Perdarahan akibat sisa plasenta jarang menimbulkan syok.
Salah satu upaya menanggulangi perdarahan pasca persalinan oleh karena kesalahan
penanganan kala uri dilakukan dengan pemberian uterotonika profilaksis. Uterotonika
29
profilaksis yang dapat diberikan adalah oksitosin, ergometrin, dan kombinasi oksitosin dan
ergometrin, disertai penjepitan tali pusat segera, dan melahirkan plasenta dengan traksi
terkontrol. Permasalahannya adalah penentuan jenis, dosis, dan saat pemberian uterotonika
profilaksis. Untuk mengetahui hal-ha1 tersebut, diperlukan suatu penelitian yang
membandingkan kemampuan efektivitas uterotonika profilaksis.

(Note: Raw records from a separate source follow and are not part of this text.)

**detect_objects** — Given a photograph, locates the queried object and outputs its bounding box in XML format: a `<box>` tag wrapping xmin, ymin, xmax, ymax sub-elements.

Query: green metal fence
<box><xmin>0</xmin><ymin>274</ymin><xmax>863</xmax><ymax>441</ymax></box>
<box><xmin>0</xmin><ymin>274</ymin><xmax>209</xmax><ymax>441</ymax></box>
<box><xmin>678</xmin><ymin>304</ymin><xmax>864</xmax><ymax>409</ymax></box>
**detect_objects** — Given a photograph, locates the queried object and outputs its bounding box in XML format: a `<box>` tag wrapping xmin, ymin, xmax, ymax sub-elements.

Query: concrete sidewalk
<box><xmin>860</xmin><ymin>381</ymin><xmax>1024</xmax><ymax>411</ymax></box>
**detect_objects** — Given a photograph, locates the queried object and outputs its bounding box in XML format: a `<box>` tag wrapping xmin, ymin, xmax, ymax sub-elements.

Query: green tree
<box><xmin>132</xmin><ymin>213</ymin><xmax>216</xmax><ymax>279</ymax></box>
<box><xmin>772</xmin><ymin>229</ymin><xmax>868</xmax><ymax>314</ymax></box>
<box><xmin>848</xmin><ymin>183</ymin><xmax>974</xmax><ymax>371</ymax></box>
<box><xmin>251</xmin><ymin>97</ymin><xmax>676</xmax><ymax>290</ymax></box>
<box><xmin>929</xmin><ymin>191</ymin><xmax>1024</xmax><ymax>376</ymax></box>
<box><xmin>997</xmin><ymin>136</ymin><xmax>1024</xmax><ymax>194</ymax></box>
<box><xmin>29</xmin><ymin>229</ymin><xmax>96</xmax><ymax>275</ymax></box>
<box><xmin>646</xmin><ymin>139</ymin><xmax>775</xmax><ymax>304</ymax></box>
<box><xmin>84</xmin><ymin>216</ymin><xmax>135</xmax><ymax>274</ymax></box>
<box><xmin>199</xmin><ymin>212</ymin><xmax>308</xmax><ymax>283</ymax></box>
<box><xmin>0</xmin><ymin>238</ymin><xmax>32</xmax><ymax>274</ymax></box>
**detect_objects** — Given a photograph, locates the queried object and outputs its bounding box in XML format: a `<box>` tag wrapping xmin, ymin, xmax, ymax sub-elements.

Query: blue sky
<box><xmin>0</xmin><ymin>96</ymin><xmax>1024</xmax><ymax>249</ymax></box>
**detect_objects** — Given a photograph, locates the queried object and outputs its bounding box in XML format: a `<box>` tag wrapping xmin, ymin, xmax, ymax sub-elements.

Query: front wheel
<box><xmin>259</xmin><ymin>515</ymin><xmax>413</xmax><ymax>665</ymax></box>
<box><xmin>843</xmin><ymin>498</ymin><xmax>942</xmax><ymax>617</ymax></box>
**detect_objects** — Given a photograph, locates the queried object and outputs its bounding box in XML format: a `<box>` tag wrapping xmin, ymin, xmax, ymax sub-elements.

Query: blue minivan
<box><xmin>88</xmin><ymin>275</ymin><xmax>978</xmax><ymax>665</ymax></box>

Komplikasi dari perdarahan postpartum termasuk hipotensi ortostatik, anemia, dan kelelahan,
yang dapat membuat perawatan ibu yang baru melahirkan menjadi lebih sulit. Dalam
kebanyakan kasus yang parah, syok hemoragik dapat mengakibatkan iskemia hipofisis
anterior dengan keterlambatan atau kegagalan laktasi (postpartum pituitari nekrosis). Selain
itu, dapat pula terjadi iskemik miokard, koagulopati atau kematian.
30
DAFTAR PUSTAKA
1. Cunningham FG, Gant NF, Leveno KJ, Gillstrapp III LC, Hanth JC, Wenstrom KD.
William Obstetrics. 22nd ed. New York: Mc Graw Hill; 2005.
2. Prawirohardjo, Sarwono. Ilmu Kebidanan. 2nd ed. Jakarta: Yayasan Bina Pustaka
Sarwono Prawirohardjo; 2005.
3. Wiknjosastro H, Saifuddin AB, Rachimhadi T. Perdarahan Post Partum. Dalam: Ilmu
Bedah Kebidanan. Edisi 3. Jakarta: YBP-SP; 2002.